Conspectus
In this
Account, we showcase site-directed Cu2+ labeling
in proteins and DNA, which has opened new avenues for the measurement
of the structure and dynamics of biomolecules using electron paramagnetic
resonance (EPR) spectroscopy. In proteins, the spin label is assembled in situ from natural amino acid residues and a metal complex
and requires no post-expression synthetic modification or purification
procedures. The labeling scheme exploits a double histidine (dHis)
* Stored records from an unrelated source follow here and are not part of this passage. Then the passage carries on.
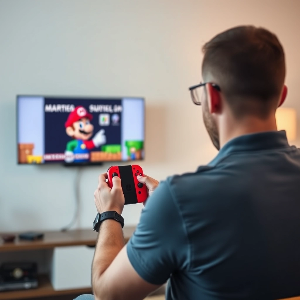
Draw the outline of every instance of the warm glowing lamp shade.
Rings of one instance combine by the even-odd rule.
[[[296,139],[297,129],[296,112],[293,108],[279,107],[276,111],[278,130],[285,130],[289,141]]]

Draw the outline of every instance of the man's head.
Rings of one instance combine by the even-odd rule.
[[[70,113],[65,124],[66,133],[76,140],[86,140],[92,137],[94,126],[91,123],[92,116],[82,106],[78,106]]]
[[[275,35],[252,26],[220,33],[203,51],[203,81],[216,84],[220,90],[206,84],[202,99],[204,123],[218,149],[219,121],[224,114],[238,122],[274,116],[286,95],[284,54]]]

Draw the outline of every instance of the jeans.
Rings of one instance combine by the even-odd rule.
[[[89,294],[86,294],[84,295],[80,295],[74,300],[94,300],[93,295],[91,295]]]

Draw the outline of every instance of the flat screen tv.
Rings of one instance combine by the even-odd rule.
[[[142,98],[17,96],[19,164],[98,164],[144,157]]]

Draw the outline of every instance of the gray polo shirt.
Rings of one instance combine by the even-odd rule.
[[[127,247],[166,299],[300,295],[300,150],[284,131],[240,136],[207,166],[168,178]]]

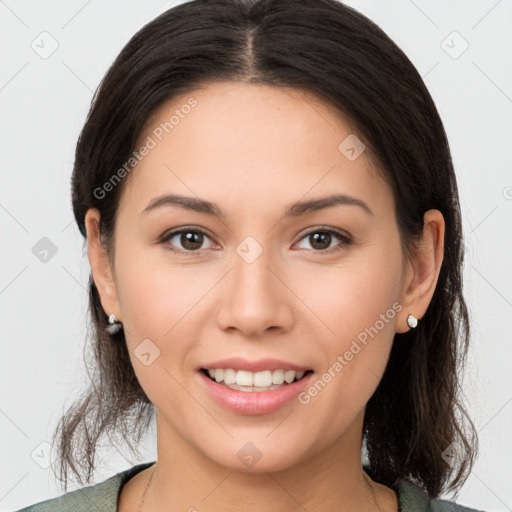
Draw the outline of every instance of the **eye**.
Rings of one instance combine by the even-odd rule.
[[[203,242],[210,237],[200,229],[194,228],[181,228],[176,231],[171,231],[170,233],[164,235],[164,237],[160,240],[162,244],[164,244],[165,248],[169,251],[179,252],[183,254],[200,252],[201,246]],[[176,241],[182,244],[183,249],[174,249],[172,245],[175,245],[176,242],[171,244],[171,241],[176,238]]]
[[[335,245],[334,247],[330,247],[331,242],[333,241],[333,235],[334,238],[341,240],[342,243]],[[176,241],[172,242],[174,238],[176,238]],[[202,250],[201,246],[203,245],[205,238],[210,240],[210,237],[204,231],[196,228],[185,227],[167,233],[162,237],[160,243],[164,244],[165,248],[169,251],[182,254],[192,254]],[[321,252],[324,254],[330,254],[332,252],[342,250],[346,245],[351,243],[347,236],[342,235],[336,230],[327,228],[317,228],[310,231],[301,238],[301,240],[305,239],[310,240],[310,245],[314,252]],[[182,245],[182,249],[175,249],[173,246],[175,246],[176,243],[180,243]]]
[[[333,235],[334,238],[341,240],[342,243],[335,245],[334,247],[329,247],[333,241]],[[315,252],[321,252],[324,254],[343,250],[346,245],[350,244],[350,239],[347,236],[342,235],[336,230],[327,228],[317,228],[314,231],[310,231],[309,233],[306,233],[301,240],[310,241],[310,246],[312,246],[313,249],[317,249]]]

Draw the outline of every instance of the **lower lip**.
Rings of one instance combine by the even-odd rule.
[[[238,414],[268,414],[293,401],[309,385],[314,372],[302,379],[285,384],[272,391],[238,391],[230,389],[207,377],[202,371],[199,378],[211,397],[220,405]]]

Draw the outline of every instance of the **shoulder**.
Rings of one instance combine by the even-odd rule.
[[[400,512],[484,512],[453,501],[431,498],[423,489],[408,480],[398,480],[394,489],[398,494]]]
[[[67,492],[57,498],[41,501],[17,512],[117,512],[121,487],[154,462],[138,464],[96,485]]]

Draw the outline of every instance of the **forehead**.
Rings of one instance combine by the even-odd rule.
[[[366,202],[386,200],[390,190],[367,154],[349,159],[343,152],[351,137],[341,113],[311,92],[214,82],[148,118],[136,148],[151,149],[131,172],[121,202],[140,213],[156,195],[175,192],[268,208],[334,189]]]

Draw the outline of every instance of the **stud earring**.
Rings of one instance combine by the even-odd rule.
[[[413,315],[409,315],[407,317],[407,325],[414,329],[418,325],[418,319]]]
[[[107,331],[109,334],[116,334],[123,328],[123,324],[117,320],[116,315],[114,314],[111,314],[108,317],[108,323],[110,325],[105,327],[105,331]]]

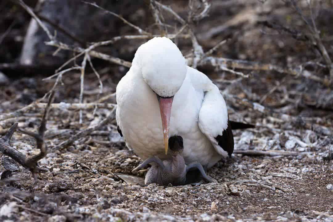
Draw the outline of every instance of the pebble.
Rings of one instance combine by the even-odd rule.
[[[4,74],[0,72],[0,85],[5,85],[9,82],[9,79]]]
[[[147,207],[144,206],[144,207],[142,208],[142,212],[143,213],[149,213],[150,212],[150,210]]]
[[[264,176],[263,177],[261,178],[261,179],[263,180],[270,180],[273,178],[273,176]]]
[[[218,207],[215,201],[213,201],[211,202],[211,204],[210,205],[210,210],[211,211],[211,212],[213,213],[216,213],[218,210]]]
[[[51,217],[48,220],[48,222],[65,222],[66,217],[63,215],[55,215]]]
[[[1,165],[5,170],[14,172],[20,169],[20,165],[16,161],[9,156],[4,155],[1,158]]]
[[[233,185],[231,185],[229,186],[229,189],[230,189],[231,192],[232,193],[236,193],[238,192],[238,189]]]
[[[302,174],[306,174],[309,172],[309,168],[304,167],[302,169]]]
[[[333,185],[331,183],[327,184],[326,186],[326,189],[330,190],[333,190]]]

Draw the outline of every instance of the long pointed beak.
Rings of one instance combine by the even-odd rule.
[[[162,127],[163,130],[163,141],[166,150],[166,155],[167,153],[169,145],[169,128],[170,117],[171,115],[171,107],[173,97],[164,98],[158,96],[160,105],[160,111],[161,113],[162,120]]]

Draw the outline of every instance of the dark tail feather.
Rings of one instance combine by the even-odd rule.
[[[231,124],[231,128],[232,129],[247,129],[249,128],[254,128],[254,125],[239,122],[235,122],[229,120],[229,122]]]

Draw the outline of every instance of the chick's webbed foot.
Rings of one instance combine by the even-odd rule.
[[[204,170],[203,169],[203,167],[202,167],[202,165],[200,163],[195,161],[189,164],[186,166],[186,172],[187,172],[188,170],[192,168],[197,168],[199,170],[199,171],[200,171],[202,177],[206,180],[211,182],[217,182],[217,181],[215,179],[212,178],[210,176],[207,175],[206,173],[206,172],[205,172]]]

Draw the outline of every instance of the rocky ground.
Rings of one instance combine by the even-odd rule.
[[[211,1],[210,16],[196,24],[194,28],[204,51],[228,39],[214,56],[283,67],[301,66],[320,78],[328,76],[328,70],[318,52],[309,42],[301,40],[302,32],[307,30],[290,4],[277,1]],[[308,15],[305,1],[299,1]],[[187,1],[171,2],[166,4],[170,3],[186,18]],[[325,5],[329,5],[330,1],[326,2]],[[333,33],[329,21],[333,12],[328,7],[318,11],[320,16],[316,22],[331,55]],[[138,18],[143,19],[145,12],[138,12],[128,18],[135,23]],[[15,17],[14,12],[8,12],[10,16],[7,19]],[[172,20],[166,16],[165,19]],[[24,20],[19,21],[26,29],[28,23]],[[282,24],[294,32],[269,28],[263,24],[265,21]],[[133,34],[133,30],[124,27],[122,34]],[[146,28],[154,29],[152,26]],[[12,39],[21,39],[22,44],[25,30],[20,32],[18,29],[14,27],[16,32],[8,36],[21,38],[5,38],[6,47],[10,48],[10,43],[20,46]],[[190,40],[176,40],[184,55],[191,53]],[[131,55],[122,58],[129,60],[144,41],[119,42],[117,47],[121,48],[120,55]],[[109,47],[103,51],[111,51],[112,46]],[[2,61],[6,62],[9,54],[14,58],[19,54],[1,52]],[[99,60],[93,62],[101,76],[103,89],[99,95],[99,81],[87,69],[85,103],[95,102],[115,92],[118,82],[127,70]],[[0,221],[333,222],[331,89],[307,78],[273,71],[236,70],[250,75],[246,79],[220,70],[202,68],[200,70],[225,94],[230,119],[256,125],[254,129],[233,131],[235,150],[271,152],[261,156],[234,154],[231,158],[221,160],[208,171],[217,183],[146,186],[143,178],[147,169],[131,172],[142,160],[125,146],[114,120],[79,137],[68,147],[50,152],[39,162],[48,171],[39,174],[36,181],[28,170],[0,154]],[[30,73],[30,77],[26,77],[25,73],[5,73],[5,77],[0,72],[0,119],[2,114],[42,98],[55,81],[42,79],[53,73],[41,70],[40,73]],[[64,84],[57,89],[55,103],[79,102],[80,75],[75,72],[64,75]],[[226,94],[257,103],[257,108],[260,109],[235,103]],[[115,98],[111,97],[103,102],[114,104]],[[260,111],[264,107],[272,111]],[[80,123],[79,111],[67,107],[60,106],[51,110],[46,134],[49,150],[99,122],[111,111],[103,107],[84,110]],[[17,121],[19,127],[36,131],[43,110],[36,106],[14,118],[0,120],[0,136]],[[286,120],[283,118],[285,114],[297,121]],[[304,127],[304,122],[311,127]],[[314,125],[327,130],[319,130]],[[14,133],[11,144],[27,156],[39,152],[34,139],[18,131]],[[281,155],[268,155],[273,151]],[[284,155],[285,152],[297,153]]]
[[[22,83],[22,80],[14,82],[17,81]],[[27,93],[36,90],[26,89]],[[35,130],[40,111],[26,115],[28,122],[20,124]],[[99,110],[92,121],[98,121],[110,111]],[[85,121],[87,125],[80,127],[71,120],[69,112],[67,112],[51,111],[46,134],[49,148],[91,122]],[[85,114],[85,119],[92,115],[89,112]],[[246,118],[251,122],[267,121],[256,118],[258,115],[248,114]],[[232,114],[230,118],[234,116]],[[282,150],[301,154],[234,154],[208,171],[218,183],[164,187],[122,179],[119,173],[143,178],[147,170],[132,174],[132,170],[141,160],[125,146],[111,126],[81,138],[65,150],[48,154],[40,162],[49,171],[40,174],[36,182],[30,172],[2,156],[1,218],[34,221],[333,221],[331,136],[302,129],[275,132],[274,129],[280,128],[276,125],[236,130],[236,149]],[[26,155],[39,152],[33,139],[18,132],[11,144]]]

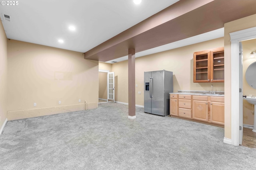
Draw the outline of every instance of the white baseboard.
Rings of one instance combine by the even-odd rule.
[[[4,126],[5,126],[5,124],[6,124],[6,122],[7,122],[7,118],[6,118],[6,119],[5,119],[5,121],[4,121],[4,124],[3,124],[3,125],[2,126],[2,127],[1,128],[1,130],[0,130],[0,136],[1,136],[1,135],[2,134],[2,133],[3,131],[3,130],[4,130]]]
[[[243,126],[244,126],[244,127],[246,127],[246,128],[249,128],[249,129],[253,129],[253,127],[254,127],[253,125],[246,125],[245,124],[244,124]]]
[[[229,144],[229,145],[232,144],[231,139],[228,139],[225,137],[224,138],[224,139],[223,140],[223,142],[227,144]]]
[[[118,102],[118,101],[115,101],[115,103],[119,103],[120,104],[124,104],[125,105],[128,105],[128,103],[124,103],[123,102]],[[142,106],[142,105],[139,105],[138,104],[136,104],[135,105],[135,106],[136,107],[143,107],[144,108],[144,106]]]
[[[123,102],[118,102],[118,101],[115,101],[115,103],[119,103],[120,104],[124,104],[125,105],[128,105],[128,104],[127,103],[124,103]]]
[[[128,116],[128,118],[130,119],[136,119],[136,116]]]

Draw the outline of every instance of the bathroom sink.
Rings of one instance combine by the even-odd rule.
[[[246,98],[244,98],[244,100],[246,100],[249,103],[256,105],[256,98],[252,98],[252,96],[247,96]]]
[[[254,105],[254,111],[256,110],[256,98],[255,97],[252,97],[252,96],[248,96],[246,98],[243,98],[244,100],[246,100],[250,104],[252,104]],[[253,129],[252,131],[256,133],[256,116],[254,114],[254,123],[253,126]]]

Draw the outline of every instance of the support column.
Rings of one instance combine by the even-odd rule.
[[[129,119],[136,118],[135,114],[135,49],[128,50],[128,109]]]

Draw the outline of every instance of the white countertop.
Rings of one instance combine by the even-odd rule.
[[[170,93],[170,94],[185,94],[188,95],[207,96],[212,96],[224,97],[224,92],[216,91],[216,94],[211,94],[208,91],[183,90],[178,90],[177,93]]]

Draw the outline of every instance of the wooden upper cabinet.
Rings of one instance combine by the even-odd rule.
[[[224,47],[194,53],[194,82],[224,82]]]
[[[211,82],[224,82],[224,47],[211,51]]]

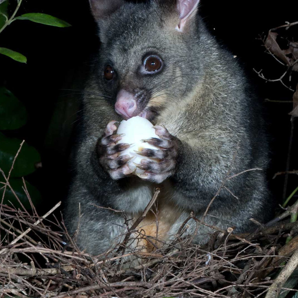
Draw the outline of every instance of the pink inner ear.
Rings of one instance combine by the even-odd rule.
[[[180,18],[187,18],[196,9],[200,0],[178,0],[177,8],[180,14]]]

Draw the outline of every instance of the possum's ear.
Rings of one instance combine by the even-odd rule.
[[[89,0],[91,12],[97,21],[108,17],[125,2],[124,0]]]
[[[177,0],[177,9],[179,13],[180,22],[176,27],[183,32],[185,25],[195,14],[200,0]]]

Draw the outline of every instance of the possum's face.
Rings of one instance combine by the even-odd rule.
[[[125,4],[99,22],[99,84],[123,119],[153,120],[181,100],[198,74],[192,35],[177,30],[179,15],[172,8],[165,15],[156,4]]]

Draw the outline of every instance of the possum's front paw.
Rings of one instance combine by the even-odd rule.
[[[118,156],[119,152],[127,149],[130,145],[123,143],[116,145],[116,142],[122,138],[121,134],[113,134],[117,129],[115,125],[116,122],[111,121],[108,123],[104,133],[97,144],[100,163],[115,180],[131,173],[127,164],[131,158],[127,155]]]
[[[157,147],[159,149],[144,148],[138,153],[143,156],[156,159],[156,161],[142,159],[137,166],[145,171],[142,178],[160,183],[175,173],[180,141],[162,126],[156,125],[153,127],[155,130],[155,133],[160,138],[151,138],[142,140]]]

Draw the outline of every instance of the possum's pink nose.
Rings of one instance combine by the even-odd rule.
[[[136,102],[134,98],[134,94],[124,89],[120,90],[117,94],[115,110],[119,115],[127,118],[133,117],[136,109]]]

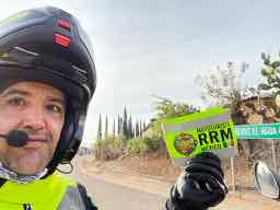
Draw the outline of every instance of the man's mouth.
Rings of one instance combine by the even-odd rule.
[[[28,136],[28,140],[27,140],[26,144],[24,145],[24,148],[36,149],[36,148],[43,147],[47,142],[48,142],[48,140],[45,137]]]

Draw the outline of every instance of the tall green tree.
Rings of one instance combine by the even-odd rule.
[[[121,122],[120,122],[120,117],[118,115],[118,136],[121,133]]]
[[[100,121],[98,121],[97,140],[102,140],[102,116],[101,116],[101,114],[100,114]]]
[[[112,133],[113,133],[113,138],[115,139],[116,138],[116,125],[115,125],[115,117],[113,119],[113,129],[112,129]]]
[[[105,138],[108,137],[108,116],[106,115],[106,120],[105,120],[105,133],[104,133]]]
[[[186,114],[197,113],[199,108],[191,106],[187,103],[173,102],[164,97],[158,97],[154,105],[155,118],[149,125],[149,135],[153,141],[160,141],[160,154],[167,156],[164,136],[162,132],[161,124],[165,117],[178,117]]]
[[[126,139],[128,139],[128,122],[127,122],[127,108],[125,106],[124,109],[124,126],[122,126],[122,133]]]
[[[198,74],[196,82],[201,88],[201,98],[210,106],[228,106],[235,124],[243,124],[241,115],[242,102],[257,94],[257,90],[242,83],[248,63],[236,66],[228,62],[225,68],[217,67],[206,74]]]
[[[139,137],[140,130],[139,130],[139,120],[136,121],[136,137]]]
[[[128,138],[132,139],[132,117],[131,117],[131,115],[128,119]]]
[[[266,82],[259,84],[258,89],[280,94],[280,52],[275,60],[271,60],[269,55],[262,52],[261,59],[265,66],[261,70],[261,74],[265,77]]]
motif, which utilizes endogenous or site-specifically mutated histidine
residues to coordinate a Cu2+ complex. Pulsed EPR measurements
on such Cu2+-labeled proteins potentially yield distance
distributions that are up to 5 times narrower than
the common protein spin labelthe approach, thus, overcomes
the inherent limitation of the current technology, which relies on
a spin label with a highly flexible side chain. This labeling scheme
provides a straightforward method that elucidates biophysical information
that is costly, complicated, or simply inaccessible by traditional
EPR labels. Examples include the direct measurement of protein backbone
dynamics at β-sheet sites, which are largely inaccessible through
traditional spin labels, and rigid Cu2+–Cu2+ distance measurements that enable higher precision in the analysis
of protein conformations, conformational changes, interactions with
other biomolecules, and the relative orientations of two labeled protein
subunits. Likewise, a Cu2+ label has been developed for
use in DNA, which is small, is nucleotide independent, and is positioned
within the DNA helix. The placement of the Cu2+ label directly
reports on the biologically relevant backbone distance. Additionally,
for both of these labeling techniques, we have developed models for
interpretation of the EPR distance information, primarily utilizing
molecular dynamics (MD) simulations. Initial results using force fields
developed for both protein and DNA labels have agreed with experimental
results, which has been a major bottleneck for traditional spin labels.
Looking ahead, we anticipate new combinations of MD and EPR to further
our understanding of protein and DNA conformational changes, as well
as working synergistically to investigate protein–DNA interactions.